Reed J C
Burnham Institute, La Jolla, CA 92037, USA.
Behring Inst Mitt. 1996 Oct(97):72-100.
The Bcl-2 protein blocks a distal step in an evolutionarily conserved pathway for programmed cell death and apoptosis. The gene encoding this protein was first discovered because of its involvement in the t(14;18) chromosomal translocations commonly found in B-cell lymphomas, where it contributes to neoplastic cell expansion by preventing cell turnover due to programmed cell death. Overexpression of BCL-2 also occurs in many other types of human tumors, including cancers of the prostate, colon, and lung, and has been associated with chemoresistance and radioresistance in some types of malignancy. Conversely, expression of BCL-2 is frequently reduced in the circulating lymphocytes of persons infected with Human Immunodeficiency Virus (HIV), which are prone to apoptotic cell death. Since the discovery of Bcl-2 a decade ago, several other cellular and viral genes encoding homologous proteins have been identified, some of which suppress cell death akin to Bcl-2 (Bcl-XL, Mcl-1, A1/Bfl-1, Nr13, Ced-9, BHRF-1) and others which promote apoptosis (Bax, Bcl-Xs, Bak, Bik, Bad). Several of these Bcl-2 family proteins are capable of physically interacting with each other through a complex network of homo- and heterodimers. The expression of some of these other BCL-2 family genes becomes altered in human cancers, as well as in the setting of ischemia and some other pathological conditions, suggesting a potentially important role for these Bcl-2 homologs in human diseases characterized by either insufficient or excessive cell death. Despite intensive investigation, the mechanisms by which Bcl-2 and its homologs control cell life and death largely remain enigmatic. Knowledge about the specific domains in Bcl-2 family proteins that are required for interactions with other proteins and for function however is beginning to provide insights into the molecular mechanisms through which these proteins regulate the programmed cell death pathway in normalcy and disease.

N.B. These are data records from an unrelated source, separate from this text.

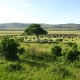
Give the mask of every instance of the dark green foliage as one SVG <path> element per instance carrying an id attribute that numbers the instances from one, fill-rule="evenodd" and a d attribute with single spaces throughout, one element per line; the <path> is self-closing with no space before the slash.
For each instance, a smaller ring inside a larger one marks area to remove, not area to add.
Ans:
<path id="1" fill-rule="evenodd" d="M 77 49 L 77 44 L 76 43 L 73 43 L 72 49 L 66 51 L 66 54 L 65 55 L 66 55 L 67 60 L 70 60 L 72 62 L 75 61 L 75 60 L 78 60 L 79 59 L 80 52 Z"/>
<path id="2" fill-rule="evenodd" d="M 56 56 L 61 56 L 62 49 L 59 46 L 54 46 L 51 48 L 51 53 Z"/>
<path id="3" fill-rule="evenodd" d="M 24 53 L 24 51 L 25 51 L 25 49 L 24 49 L 24 48 L 19 48 L 19 49 L 18 49 L 18 53 L 19 53 L 19 54 L 23 54 L 23 53 Z"/>
<path id="4" fill-rule="evenodd" d="M 8 37 L 4 37 L 1 40 L 1 45 L 0 45 L 1 54 L 7 60 L 16 60 L 16 59 L 19 58 L 19 56 L 17 55 L 18 47 L 19 47 L 19 43 L 16 42 L 14 39 L 10 39 Z"/>
<path id="5" fill-rule="evenodd" d="M 74 67 L 80 68 L 80 61 L 74 61 Z"/>
<path id="6" fill-rule="evenodd" d="M 47 31 L 43 30 L 40 24 L 31 24 L 27 29 L 25 29 L 25 33 L 28 35 L 36 35 L 38 37 L 42 34 L 47 34 Z"/>
<path id="7" fill-rule="evenodd" d="M 67 42 L 67 44 L 72 47 L 73 43 L 72 42 Z"/>
<path id="8" fill-rule="evenodd" d="M 77 44 L 76 43 L 73 43 L 72 49 L 77 50 Z"/>
<path id="9" fill-rule="evenodd" d="M 67 60 L 70 60 L 72 62 L 75 61 L 75 60 L 78 60 L 79 55 L 80 55 L 80 52 L 76 51 L 74 49 L 72 49 L 72 50 L 70 50 L 66 53 Z"/>

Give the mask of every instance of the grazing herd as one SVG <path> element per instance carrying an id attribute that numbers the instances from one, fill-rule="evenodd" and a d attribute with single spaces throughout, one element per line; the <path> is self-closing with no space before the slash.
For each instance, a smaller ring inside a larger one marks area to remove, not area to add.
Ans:
<path id="1" fill-rule="evenodd" d="M 24 42 L 38 42 L 38 43 L 55 43 L 55 42 L 62 42 L 62 41 L 68 41 L 71 39 L 74 41 L 74 39 L 80 38 L 80 35 L 78 34 L 47 34 L 47 35 L 39 35 L 37 38 L 36 36 L 28 36 L 26 35 L 24 37 Z"/>
<path id="2" fill-rule="evenodd" d="M 0 36 L 2 39 L 5 36 Z M 36 42 L 36 43 L 56 43 L 62 41 L 68 41 L 71 39 L 72 41 L 80 38 L 80 34 L 47 34 L 47 35 L 39 35 L 37 38 L 35 35 L 7 35 L 9 38 L 19 38 L 22 42 Z"/>

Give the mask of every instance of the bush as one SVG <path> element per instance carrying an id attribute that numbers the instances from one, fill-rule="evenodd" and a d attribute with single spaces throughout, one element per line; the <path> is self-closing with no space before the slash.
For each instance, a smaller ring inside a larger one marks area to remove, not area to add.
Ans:
<path id="1" fill-rule="evenodd" d="M 67 42 L 67 44 L 72 47 L 73 43 L 72 42 Z"/>
<path id="2" fill-rule="evenodd" d="M 78 60 L 79 55 L 80 55 L 80 52 L 76 51 L 74 49 L 66 52 L 66 58 L 67 58 L 67 60 L 70 60 L 72 62 L 75 61 L 75 60 Z"/>
<path id="3" fill-rule="evenodd" d="M 19 56 L 17 55 L 19 49 L 19 43 L 14 39 L 4 37 L 1 40 L 0 51 L 1 55 L 4 56 L 7 60 L 17 60 Z M 23 49 L 21 49 L 22 51 Z"/>
<path id="4" fill-rule="evenodd" d="M 24 51 L 25 51 L 25 49 L 24 49 L 24 48 L 19 48 L 19 49 L 18 49 L 18 53 L 19 53 L 19 54 L 23 54 L 23 53 L 24 53 Z"/>
<path id="5" fill-rule="evenodd" d="M 76 43 L 73 43 L 72 49 L 66 51 L 65 52 L 65 55 L 66 55 L 65 57 L 67 58 L 67 60 L 70 60 L 72 62 L 75 61 L 75 60 L 78 60 L 79 59 L 80 52 L 77 49 L 77 44 Z"/>
<path id="6" fill-rule="evenodd" d="M 77 44 L 76 44 L 76 43 L 73 43 L 72 49 L 73 49 L 73 50 L 77 50 Z"/>
<path id="7" fill-rule="evenodd" d="M 61 56 L 61 51 L 62 49 L 59 46 L 54 46 L 53 48 L 51 48 L 51 53 L 56 56 Z"/>

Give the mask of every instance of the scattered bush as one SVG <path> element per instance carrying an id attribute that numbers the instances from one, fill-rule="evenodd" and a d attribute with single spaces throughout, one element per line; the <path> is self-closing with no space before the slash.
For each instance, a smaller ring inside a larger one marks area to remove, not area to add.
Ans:
<path id="1" fill-rule="evenodd" d="M 56 56 L 61 56 L 62 49 L 59 46 L 54 46 L 51 48 L 51 53 Z"/>
<path id="2" fill-rule="evenodd" d="M 1 55 L 4 56 L 7 60 L 17 60 L 19 59 L 18 51 L 23 51 L 23 48 L 19 49 L 19 43 L 14 39 L 4 37 L 1 40 L 0 51 Z M 22 53 L 22 52 L 21 52 Z"/>
<path id="3" fill-rule="evenodd" d="M 75 61 L 79 59 L 80 52 L 75 50 L 70 50 L 66 52 L 66 58 L 70 61 Z"/>
<path id="4" fill-rule="evenodd" d="M 66 59 L 70 60 L 72 62 L 75 61 L 75 60 L 78 60 L 79 55 L 80 55 L 80 52 L 77 49 L 77 44 L 76 43 L 73 43 L 71 50 L 65 51 Z"/>
<path id="5" fill-rule="evenodd" d="M 67 42 L 67 44 L 72 47 L 73 43 L 72 42 Z"/>

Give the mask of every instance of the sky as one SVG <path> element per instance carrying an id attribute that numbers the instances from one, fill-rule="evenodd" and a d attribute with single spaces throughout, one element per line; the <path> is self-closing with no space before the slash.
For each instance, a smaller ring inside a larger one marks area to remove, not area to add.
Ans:
<path id="1" fill-rule="evenodd" d="M 80 0 L 0 0 L 0 23 L 80 24 Z"/>

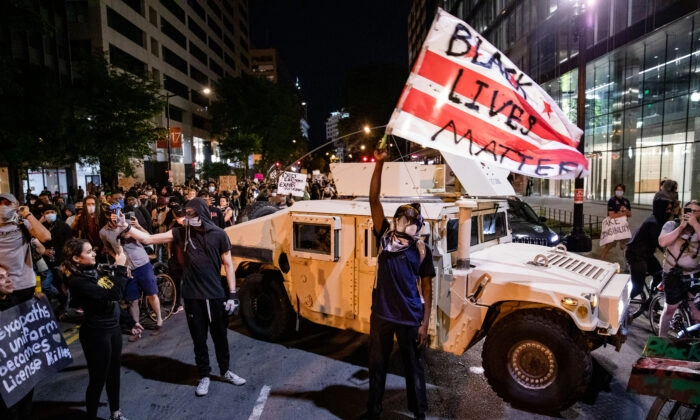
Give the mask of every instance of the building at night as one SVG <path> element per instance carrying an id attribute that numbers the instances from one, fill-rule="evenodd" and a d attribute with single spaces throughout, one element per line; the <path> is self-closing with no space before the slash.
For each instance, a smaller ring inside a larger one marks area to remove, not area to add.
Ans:
<path id="1" fill-rule="evenodd" d="M 409 28 L 416 33 L 409 40 L 425 38 L 435 15 L 426 8 L 442 7 L 503 51 L 572 122 L 585 66 L 587 199 L 607 201 L 623 183 L 633 204 L 650 204 L 665 178 L 678 181 L 681 201 L 700 196 L 700 2 L 437 3 L 414 3 Z M 579 36 L 585 37 L 582 51 Z M 420 42 L 409 42 L 412 61 L 419 51 Z M 534 179 L 533 191 L 572 197 L 574 181 Z"/>

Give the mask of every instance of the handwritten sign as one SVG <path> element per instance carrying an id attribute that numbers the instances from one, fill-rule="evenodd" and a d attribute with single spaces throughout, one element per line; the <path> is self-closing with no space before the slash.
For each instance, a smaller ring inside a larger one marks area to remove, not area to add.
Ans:
<path id="1" fill-rule="evenodd" d="M 603 219 L 603 228 L 600 231 L 600 245 L 606 245 L 613 241 L 629 239 L 632 237 L 630 225 L 627 217 L 617 217 L 615 219 L 606 217 Z"/>
<path id="2" fill-rule="evenodd" d="M 277 194 L 303 196 L 306 190 L 306 175 L 296 172 L 282 172 L 277 181 Z"/>
<path id="3" fill-rule="evenodd" d="M 582 131 L 508 57 L 442 9 L 387 133 L 537 178 L 586 176 Z"/>
<path id="4" fill-rule="evenodd" d="M 0 396 L 5 405 L 16 404 L 72 360 L 45 296 L 0 312 Z"/>

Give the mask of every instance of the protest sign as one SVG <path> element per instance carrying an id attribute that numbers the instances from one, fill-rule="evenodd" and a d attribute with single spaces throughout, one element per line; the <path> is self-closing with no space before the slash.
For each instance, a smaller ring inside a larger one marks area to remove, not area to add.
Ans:
<path id="1" fill-rule="evenodd" d="M 222 175 L 219 177 L 219 191 L 233 191 L 237 189 L 236 175 Z"/>
<path id="2" fill-rule="evenodd" d="M 301 197 L 306 190 L 306 175 L 296 172 L 282 172 L 277 180 L 277 194 Z"/>
<path id="3" fill-rule="evenodd" d="M 0 312 L 0 396 L 6 406 L 72 360 L 46 296 Z"/>
<path id="4" fill-rule="evenodd" d="M 619 241 L 621 239 L 630 239 L 632 237 L 632 232 L 630 232 L 630 225 L 627 222 L 627 217 L 610 218 L 606 217 L 603 219 L 603 228 L 600 231 L 600 245 L 606 245 L 613 241 Z"/>
<path id="5" fill-rule="evenodd" d="M 582 131 L 465 22 L 438 9 L 387 134 L 537 178 L 587 176 Z"/>

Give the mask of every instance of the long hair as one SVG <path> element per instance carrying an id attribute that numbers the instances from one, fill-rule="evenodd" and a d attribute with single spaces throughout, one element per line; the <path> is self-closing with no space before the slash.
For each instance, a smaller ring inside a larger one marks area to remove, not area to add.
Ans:
<path id="1" fill-rule="evenodd" d="M 79 238 L 83 239 L 91 239 L 88 237 L 88 232 L 90 232 L 90 213 L 88 213 L 87 201 L 89 199 L 93 199 L 95 201 L 95 223 L 97 224 L 97 231 L 99 232 L 99 230 L 102 229 L 102 227 L 107 223 L 106 220 L 103 220 L 102 203 L 100 203 L 100 200 L 98 200 L 94 195 L 86 196 L 83 199 L 83 211 L 80 213 L 80 216 L 77 217 L 75 227 L 75 233 Z M 99 238 L 97 239 L 99 240 Z M 92 243 L 92 240 L 90 240 L 90 243 L 95 245 Z"/>
<path id="2" fill-rule="evenodd" d="M 63 262 L 61 262 L 61 272 L 64 276 L 69 276 L 70 268 L 75 266 L 73 257 L 79 257 L 83 253 L 83 247 L 90 243 L 87 239 L 71 238 L 63 245 Z"/>

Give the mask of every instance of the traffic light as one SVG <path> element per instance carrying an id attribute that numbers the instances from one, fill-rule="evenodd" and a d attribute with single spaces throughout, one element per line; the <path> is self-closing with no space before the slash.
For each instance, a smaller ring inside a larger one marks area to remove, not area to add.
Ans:
<path id="1" fill-rule="evenodd" d="M 279 168 L 279 167 L 280 167 L 280 163 L 279 163 L 279 162 L 275 162 L 275 166 Z"/>

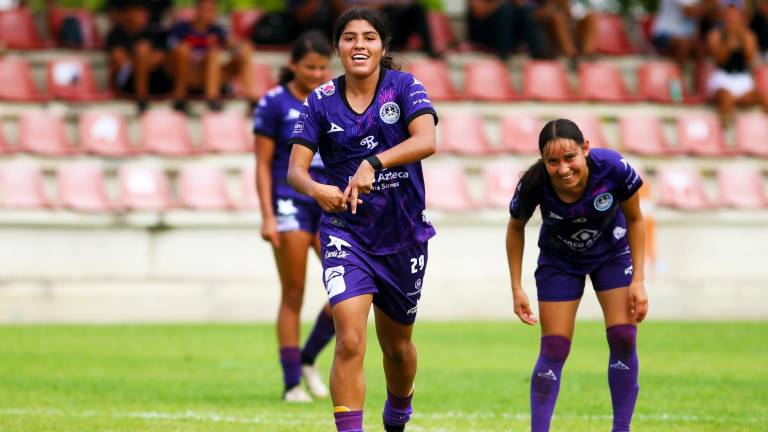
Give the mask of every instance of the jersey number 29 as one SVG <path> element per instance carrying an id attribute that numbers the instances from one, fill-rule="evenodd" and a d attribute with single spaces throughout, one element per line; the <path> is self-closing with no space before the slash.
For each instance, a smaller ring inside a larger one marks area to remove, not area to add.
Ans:
<path id="1" fill-rule="evenodd" d="M 419 255 L 418 258 L 411 258 L 411 273 L 416 273 L 419 270 L 424 270 L 424 255 Z"/>

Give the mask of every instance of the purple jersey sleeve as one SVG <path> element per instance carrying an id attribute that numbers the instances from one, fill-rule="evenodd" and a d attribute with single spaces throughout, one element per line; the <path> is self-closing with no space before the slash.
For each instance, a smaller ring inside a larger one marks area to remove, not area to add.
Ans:
<path id="1" fill-rule="evenodd" d="M 317 152 L 320 139 L 320 115 L 317 111 L 317 105 L 317 94 L 312 92 L 304 101 L 301 114 L 299 114 L 296 124 L 293 125 L 293 133 L 291 133 L 291 139 L 288 141 L 290 144 L 300 144 L 313 152 Z"/>
<path id="2" fill-rule="evenodd" d="M 632 197 L 643 185 L 643 179 L 637 171 L 632 168 L 626 159 L 617 154 L 617 157 L 612 159 L 613 169 L 617 176 L 616 180 L 616 199 L 619 201 L 626 201 Z"/>
<path id="3" fill-rule="evenodd" d="M 411 74 L 406 74 L 400 81 L 401 106 L 404 107 L 405 124 L 409 125 L 413 119 L 422 114 L 432 114 L 437 124 L 437 113 L 432 101 L 429 100 L 424 84 Z"/>
<path id="4" fill-rule="evenodd" d="M 523 209 L 520 206 L 520 189 L 522 189 L 522 187 L 523 183 L 517 182 L 515 194 L 512 196 L 512 200 L 509 202 L 509 215 L 515 219 L 527 220 L 533 215 L 533 211 L 536 209 L 536 206 L 540 204 L 540 201 L 538 200 L 540 194 L 531 194 L 532 197 L 529 199 L 535 199 L 536 202 L 532 203 L 532 205 L 529 207 L 529 214 L 523 214 Z"/>
<path id="5" fill-rule="evenodd" d="M 277 140 L 280 128 L 280 112 L 276 100 L 265 95 L 253 112 L 253 133 Z"/>

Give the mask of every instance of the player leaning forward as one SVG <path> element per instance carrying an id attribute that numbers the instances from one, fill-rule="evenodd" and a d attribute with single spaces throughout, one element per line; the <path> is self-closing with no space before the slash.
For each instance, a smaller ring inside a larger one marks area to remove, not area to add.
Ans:
<path id="1" fill-rule="evenodd" d="M 374 305 L 384 354 L 387 431 L 410 419 L 416 350 L 411 341 L 435 230 L 424 216 L 420 160 L 435 152 L 437 115 L 424 86 L 392 70 L 382 15 L 339 17 L 334 45 L 344 75 L 315 89 L 296 122 L 288 181 L 323 208 L 325 289 L 336 325 L 331 396 L 338 431 L 363 430 L 363 357 Z M 315 151 L 328 184 L 308 175 Z"/>
<path id="2" fill-rule="evenodd" d="M 531 430 L 548 431 L 574 321 L 592 280 L 605 318 L 613 431 L 629 431 L 638 393 L 637 324 L 648 311 L 643 282 L 645 224 L 642 179 L 613 150 L 590 149 L 570 120 L 547 123 L 541 159 L 523 174 L 509 206 L 507 258 L 515 314 L 534 325 L 521 283 L 525 224 L 541 209 L 536 289 L 541 318 L 539 359 L 531 377 Z"/>

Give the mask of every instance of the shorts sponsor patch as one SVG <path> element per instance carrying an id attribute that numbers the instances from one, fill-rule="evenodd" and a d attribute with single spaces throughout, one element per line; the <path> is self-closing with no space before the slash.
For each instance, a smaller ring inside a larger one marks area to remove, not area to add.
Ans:
<path id="1" fill-rule="evenodd" d="M 400 120 L 400 107 L 394 102 L 387 102 L 379 109 L 379 117 L 386 124 Z"/>
<path id="2" fill-rule="evenodd" d="M 325 269 L 325 291 L 328 298 L 332 298 L 347 290 L 347 284 L 344 283 L 344 266 L 328 267 Z"/>
<path id="3" fill-rule="evenodd" d="M 601 193 L 595 198 L 595 209 L 598 211 L 606 211 L 611 208 L 613 204 L 613 195 L 608 192 Z"/>

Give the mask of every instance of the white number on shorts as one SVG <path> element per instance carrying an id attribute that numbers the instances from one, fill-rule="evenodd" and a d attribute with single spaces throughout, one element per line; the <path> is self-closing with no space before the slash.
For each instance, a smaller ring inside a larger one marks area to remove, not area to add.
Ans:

Bcl-2蛋白可阻断程序性细胞死亡和凋亡这一进化保守途径中的一个远端步骤。编码该蛋白的基因最初是因其参与常见于B细胞淋巴瘤的t(14;18)染色体易位而被发现的,在这种情况下,它通过阻止程序性细胞死亡导致的细胞更新来促进肿瘤细胞的增殖。BCL-2在许多其他类型的人类肿瘤中也存在过表达,包括前列腺癌、结肠癌和肺癌,并且在某些类型的恶性肿瘤中与化疗耐药性和放疗耐受性有关。相反,感染人类免疫缺陷病毒(HIV)的人的循环淋巴细胞中BCL-2的表达常常降低,这些淋巴细胞易于发生凋亡性细胞死亡。自十年前发现Bcl-2以来,已经鉴定出其他几个编码同源蛋白的细胞和病毒基因,其中一些类似于Bcl-2抑制细胞死亡(Bcl-XL、Mcl-1、A1/Bfl-1、Nr13、Ced-9、BHRF-1),而其他一些则促进凋亡(Bax、Bcl-Xs、Bak、Bik、Bad)。这些Bcl-2家族蛋白中的几种能够通过同型和异型二聚体的复杂网络相互进行物理相互作用。这些其他BCL-2家族基因中的一些在人类癌症以及缺血和其他一些病理情况下表达会发生改变,这表明这些Bcl-2同源物在以细胞死亡不足或过度为特征的人类疾病中可能发挥重要作用。尽管进行了深入研究,但Bcl-2及其同源物控制细胞生死的机制在很大程度上仍然是个谜。然而,关于Bcl-2家族蛋白中与其他蛋白相互作用及发挥功能所需的特定结构域的知识,正开始为这些蛋白在正常和疾病状态下调节程序性细胞死亡途径的分子机制提供见解。